この中に出て来る『木花佐久夜毘売』の話は、容姿に難のある姉と美しすぎる妹の確執の話。表題の『月読』と同じ様な「神話にインスピレーションを得た創作」ですが、現代の姉妹のお話でもあり、とても印象深いものでした。

 

www.usio.co.jp

 

:book:565175:常世長鳴鳥:

こちらの短編集の中に収められている「キメイラ」も忘れられない短編でした。殺人事件の嫌疑がかかる、「万年青(おもと)」を愛でる両性具有の人物の、感情の分からない底知れなさが不気味で忘れられません。

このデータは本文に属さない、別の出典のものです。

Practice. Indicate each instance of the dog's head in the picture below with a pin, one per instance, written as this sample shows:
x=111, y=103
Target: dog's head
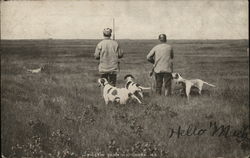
x=129, y=77
x=102, y=82
x=176, y=76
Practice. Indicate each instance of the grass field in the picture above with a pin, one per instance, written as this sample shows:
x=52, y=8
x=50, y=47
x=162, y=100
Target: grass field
x=60, y=113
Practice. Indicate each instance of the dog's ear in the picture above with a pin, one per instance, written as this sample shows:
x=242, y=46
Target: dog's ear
x=129, y=75
x=176, y=76
x=101, y=81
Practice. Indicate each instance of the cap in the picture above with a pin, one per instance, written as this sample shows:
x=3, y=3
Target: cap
x=107, y=32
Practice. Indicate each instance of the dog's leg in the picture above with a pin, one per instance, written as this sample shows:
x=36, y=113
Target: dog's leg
x=133, y=96
x=106, y=99
x=188, y=88
x=140, y=93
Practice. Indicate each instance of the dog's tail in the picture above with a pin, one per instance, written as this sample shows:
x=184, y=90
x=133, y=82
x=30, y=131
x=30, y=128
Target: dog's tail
x=210, y=84
x=144, y=88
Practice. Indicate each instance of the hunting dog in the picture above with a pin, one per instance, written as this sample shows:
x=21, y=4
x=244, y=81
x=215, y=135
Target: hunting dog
x=133, y=87
x=114, y=94
x=188, y=84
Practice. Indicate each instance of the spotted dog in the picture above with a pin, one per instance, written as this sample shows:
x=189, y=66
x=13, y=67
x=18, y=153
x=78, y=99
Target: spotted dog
x=114, y=94
x=133, y=87
x=188, y=84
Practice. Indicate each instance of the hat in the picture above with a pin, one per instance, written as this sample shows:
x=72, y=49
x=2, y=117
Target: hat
x=163, y=37
x=107, y=32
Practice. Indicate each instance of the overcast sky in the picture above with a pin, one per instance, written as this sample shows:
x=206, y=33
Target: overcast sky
x=193, y=19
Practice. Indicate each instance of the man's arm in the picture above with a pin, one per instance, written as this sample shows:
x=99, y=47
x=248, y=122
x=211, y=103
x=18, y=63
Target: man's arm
x=97, y=52
x=172, y=57
x=119, y=52
x=150, y=56
x=172, y=53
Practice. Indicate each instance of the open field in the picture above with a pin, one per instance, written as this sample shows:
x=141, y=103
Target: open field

キリがないのでこのあたりにしておきますが、その「怖さ」をホラーやサイコスリラー、サスペンスなどという言葉に収めきれるのか、といつも思います。見てはならない、触れてはならないものに焦点があてられる、といのでしょうか。そういったタブー(禁忌)や、性やジェンダーについても、人間の中に危ういバランスで存在する優劣や差別の意識も、そのキリリと冷えたような線で描かれる美しい絵のなかに鋭く表現されています。

 

山岸さんの漫画を読むときの感覚を言い表すのに適当な言葉がみつかりません。硬質で冷たそうな金属なのに、触れると高熱、みたいな。ドライアイスみたいな。日常の中に潜む、情念。何気ない言葉の残酷。ミステリアスで危険な魔性の物語の数々。怖いもの見たさで読むと惹きこまれます。どうぞ、ご注意を。

 

 

※2023年10月1日にサービス終了となった「シミルボン」では、希望者ひとりひとりに投稿記事のデータをくださいました。少しずつ転載していきます。